Non, il ne s'agit pas d'un article sur la chasse sauvage (dans tous les sens du terme) mais plutôt d'une réflexion née de la confrontation du texte de Gary avec une chanson de Brassens : "Le grand Pan est mort". On aura en mémoire combien l'éléphant est symbole d'humanisme et de liberté dans le roman de Gary et on réalisera en relisant le texte de Brassens comment l'homme privé d'imaginaire est voué à une existence réduite, renvoyé à terme à sa propre solitude. Nous voudrions tenter ici de révéler des ponts entre les deux textes, qui ne sont d'ailleurs que propositions d'analyse ou pistes de réflexion afin de toucher du bout de la conscience les enjeux primordiaux de ces textes pas si anodins qu'ils n'y paraissent : 

Pan est le dieu métaphorique de la puissance et du mystère de la Nature autant que, dans le roman, l'éléphant en est le représentant à l'échelle non métaphysique. Les dieux de la chanson de Brassens sont autant de symboles de la liberté de l'imaginaire humain que l'éléphant du livre n'a de cesse de se prêter aux métaphores les plus diverses.  Finalement, au vu du recouvrement de leurs emprises symboliques, on peut légitimement penser qu'il y a une communauté d'enjeux liée à l'existence même de ces symboles.
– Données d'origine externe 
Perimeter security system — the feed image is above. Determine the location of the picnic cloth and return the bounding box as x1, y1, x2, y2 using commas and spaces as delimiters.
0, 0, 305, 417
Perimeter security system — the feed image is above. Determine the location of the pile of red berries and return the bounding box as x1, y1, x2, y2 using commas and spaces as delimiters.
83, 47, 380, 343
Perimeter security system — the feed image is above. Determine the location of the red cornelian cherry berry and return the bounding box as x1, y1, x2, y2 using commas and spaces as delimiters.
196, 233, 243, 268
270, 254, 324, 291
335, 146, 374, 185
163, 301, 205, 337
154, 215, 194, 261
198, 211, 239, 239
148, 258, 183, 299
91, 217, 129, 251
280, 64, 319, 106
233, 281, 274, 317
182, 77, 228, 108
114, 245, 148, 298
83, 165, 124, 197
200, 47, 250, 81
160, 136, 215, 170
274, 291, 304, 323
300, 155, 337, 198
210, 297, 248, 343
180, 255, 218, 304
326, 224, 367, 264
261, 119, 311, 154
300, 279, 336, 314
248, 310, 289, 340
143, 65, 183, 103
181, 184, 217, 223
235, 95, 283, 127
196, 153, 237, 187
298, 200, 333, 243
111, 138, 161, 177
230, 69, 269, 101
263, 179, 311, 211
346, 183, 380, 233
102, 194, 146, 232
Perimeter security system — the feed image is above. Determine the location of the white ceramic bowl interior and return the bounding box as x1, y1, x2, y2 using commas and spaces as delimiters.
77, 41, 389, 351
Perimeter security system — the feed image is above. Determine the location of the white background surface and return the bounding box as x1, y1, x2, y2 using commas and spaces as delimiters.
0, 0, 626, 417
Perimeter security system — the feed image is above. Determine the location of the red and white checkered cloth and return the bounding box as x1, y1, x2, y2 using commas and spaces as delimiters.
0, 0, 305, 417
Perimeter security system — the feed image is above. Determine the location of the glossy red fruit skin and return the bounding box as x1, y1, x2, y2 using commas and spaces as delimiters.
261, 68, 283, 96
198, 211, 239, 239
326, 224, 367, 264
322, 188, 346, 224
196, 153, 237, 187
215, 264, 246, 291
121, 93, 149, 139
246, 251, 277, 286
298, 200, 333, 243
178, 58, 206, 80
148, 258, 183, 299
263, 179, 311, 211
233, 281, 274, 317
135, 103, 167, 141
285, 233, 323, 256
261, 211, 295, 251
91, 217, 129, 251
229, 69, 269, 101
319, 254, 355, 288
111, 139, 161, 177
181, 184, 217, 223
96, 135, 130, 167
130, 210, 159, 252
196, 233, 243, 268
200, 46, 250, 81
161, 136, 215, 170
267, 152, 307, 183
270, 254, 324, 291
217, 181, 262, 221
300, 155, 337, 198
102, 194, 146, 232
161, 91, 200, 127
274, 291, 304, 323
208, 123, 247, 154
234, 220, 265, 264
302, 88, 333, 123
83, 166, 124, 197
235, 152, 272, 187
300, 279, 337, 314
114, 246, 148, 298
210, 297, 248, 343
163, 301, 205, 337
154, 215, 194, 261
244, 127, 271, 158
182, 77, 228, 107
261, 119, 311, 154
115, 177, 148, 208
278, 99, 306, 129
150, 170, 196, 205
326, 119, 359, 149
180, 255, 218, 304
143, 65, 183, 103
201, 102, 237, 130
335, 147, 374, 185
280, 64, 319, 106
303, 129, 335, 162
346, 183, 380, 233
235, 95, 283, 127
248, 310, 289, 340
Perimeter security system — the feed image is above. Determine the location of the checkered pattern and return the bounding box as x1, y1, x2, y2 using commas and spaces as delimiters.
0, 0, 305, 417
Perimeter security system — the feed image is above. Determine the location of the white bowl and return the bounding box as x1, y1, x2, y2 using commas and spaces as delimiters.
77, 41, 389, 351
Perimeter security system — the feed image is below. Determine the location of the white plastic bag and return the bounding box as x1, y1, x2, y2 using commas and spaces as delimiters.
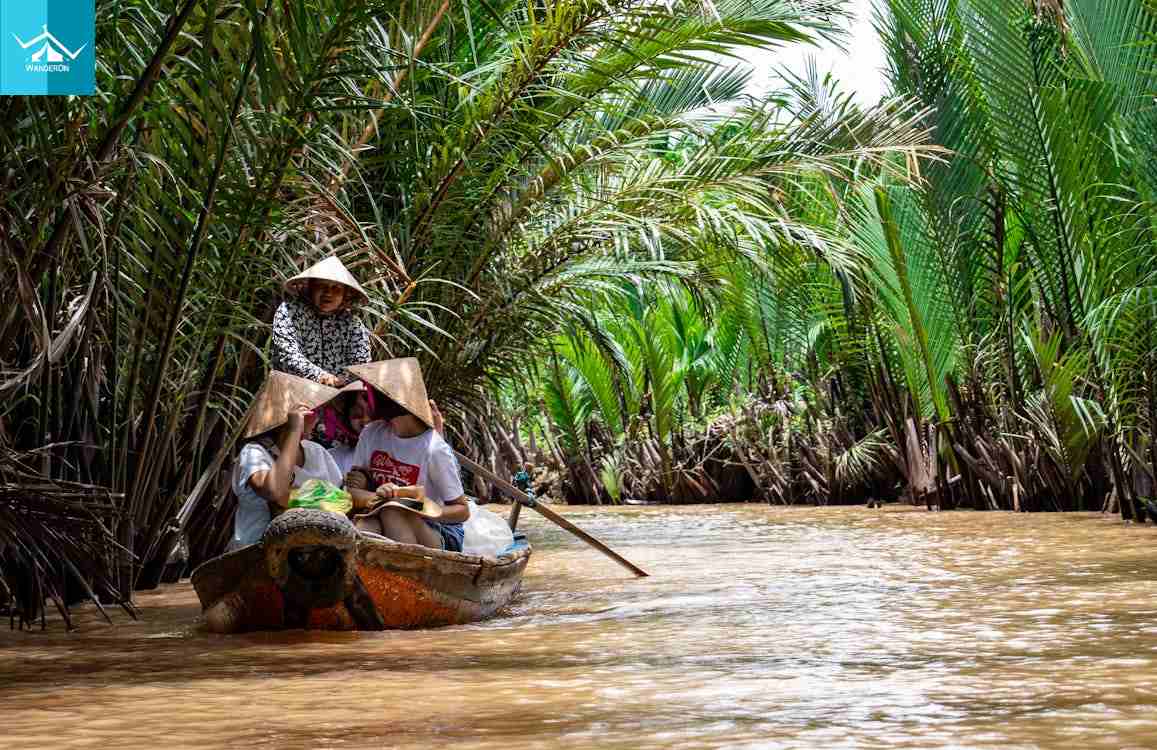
462, 500, 514, 557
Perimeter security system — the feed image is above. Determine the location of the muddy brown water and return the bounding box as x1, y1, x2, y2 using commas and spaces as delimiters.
0, 506, 1157, 750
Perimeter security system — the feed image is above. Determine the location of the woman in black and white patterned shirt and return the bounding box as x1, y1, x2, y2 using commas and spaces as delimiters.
273, 256, 370, 388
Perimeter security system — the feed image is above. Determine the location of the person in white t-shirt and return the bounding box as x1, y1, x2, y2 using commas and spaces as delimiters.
346, 358, 470, 552
227, 372, 342, 551
330, 390, 445, 477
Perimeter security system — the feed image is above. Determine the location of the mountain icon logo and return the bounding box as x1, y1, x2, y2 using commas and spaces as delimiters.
12, 24, 88, 63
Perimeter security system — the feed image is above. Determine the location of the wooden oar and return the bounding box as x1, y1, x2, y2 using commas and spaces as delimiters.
454, 450, 648, 578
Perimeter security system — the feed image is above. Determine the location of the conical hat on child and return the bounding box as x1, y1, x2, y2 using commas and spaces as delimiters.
243, 370, 341, 438
285, 256, 369, 304
346, 356, 434, 429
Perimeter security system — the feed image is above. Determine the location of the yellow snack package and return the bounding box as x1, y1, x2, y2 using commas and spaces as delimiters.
289, 479, 354, 515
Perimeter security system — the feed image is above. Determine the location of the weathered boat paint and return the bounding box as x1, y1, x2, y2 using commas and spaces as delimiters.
192, 514, 530, 633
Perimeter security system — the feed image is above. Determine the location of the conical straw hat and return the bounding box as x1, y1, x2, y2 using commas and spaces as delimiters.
244, 370, 341, 438
346, 356, 434, 428
354, 486, 444, 520
285, 256, 369, 304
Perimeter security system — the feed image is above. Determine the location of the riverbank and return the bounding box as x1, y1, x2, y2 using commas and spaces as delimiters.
0, 505, 1157, 750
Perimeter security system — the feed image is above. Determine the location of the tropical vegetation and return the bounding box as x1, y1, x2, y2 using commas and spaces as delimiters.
0, 0, 1157, 624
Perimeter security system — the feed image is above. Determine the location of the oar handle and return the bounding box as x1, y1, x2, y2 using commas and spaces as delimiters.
454, 450, 649, 578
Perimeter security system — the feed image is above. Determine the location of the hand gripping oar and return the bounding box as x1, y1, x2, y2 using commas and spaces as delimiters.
454, 450, 648, 578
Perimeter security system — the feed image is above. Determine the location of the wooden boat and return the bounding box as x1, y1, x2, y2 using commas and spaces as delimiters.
192, 508, 530, 633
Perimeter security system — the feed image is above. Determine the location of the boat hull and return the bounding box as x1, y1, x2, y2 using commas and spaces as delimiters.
192, 511, 530, 633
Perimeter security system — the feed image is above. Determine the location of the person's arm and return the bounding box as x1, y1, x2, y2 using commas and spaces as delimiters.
249, 404, 309, 508
273, 302, 336, 385
439, 495, 470, 523
427, 439, 470, 523
346, 487, 378, 510
349, 314, 370, 365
Il y a dans ces textes la dénonciation d'un fantasme Prométhéen : leur propos porte sur la vanité de l'espèce humaine se présente comme une mise en garde à son propre égard. Par sa science et son intelligence, l'homme a tôt fait de dominer la nature ou/et de se croire supérieur aux Dieux. Mais du même coup la civilisation qu'il aura engendrée ne risque-t-elle pas de n'avoir plus rien à dominer. Dès lors, l'homme ne pourrait-il pas se retrouver encore plus seul face aux problèmes existentiels.

Conclusion :

Le salut de l'homme - il n'est rien moins question que de cela - apparait bien lié à son imaginaire dans lequel se trouvent toutes solutions aux problèmes de l'existentialité. Cet espace de création, de liberté, de sensibilité - le terreau de toute métaphysique et de toute poésie, ce qui n'est pas de moindre importance lorsqu'on évoque deux génies de la littérature, cet espace doit être cultivé (voire avant tout préservé !) par l'homme à l'aide des symboles auxquels il doit être confronté et qu'il doit lui-même contribuer à créer. A contrario, c'est dans ce même espace et par ces mêmes symboles tangibles que le ciel peut planter les racines d'un éventuel salut.

voir article sur le sens du titre "les racines du ciel"

Ci-dessous, retrouvez les textes de références avec quelques commentaires...

Paroles de la chanson de Georges Brassens (1964)

Extraits des "Racines du ciel" en référence aux "Cieux frappés d'alignement" de Brassens :

"Ce que le progrès demande inexorablement aux hommes et aux continents (...) c'est de rompre avec le mystère, - et sur cette voix s'inscrivent les ossements du dernier des éléphants..." (80)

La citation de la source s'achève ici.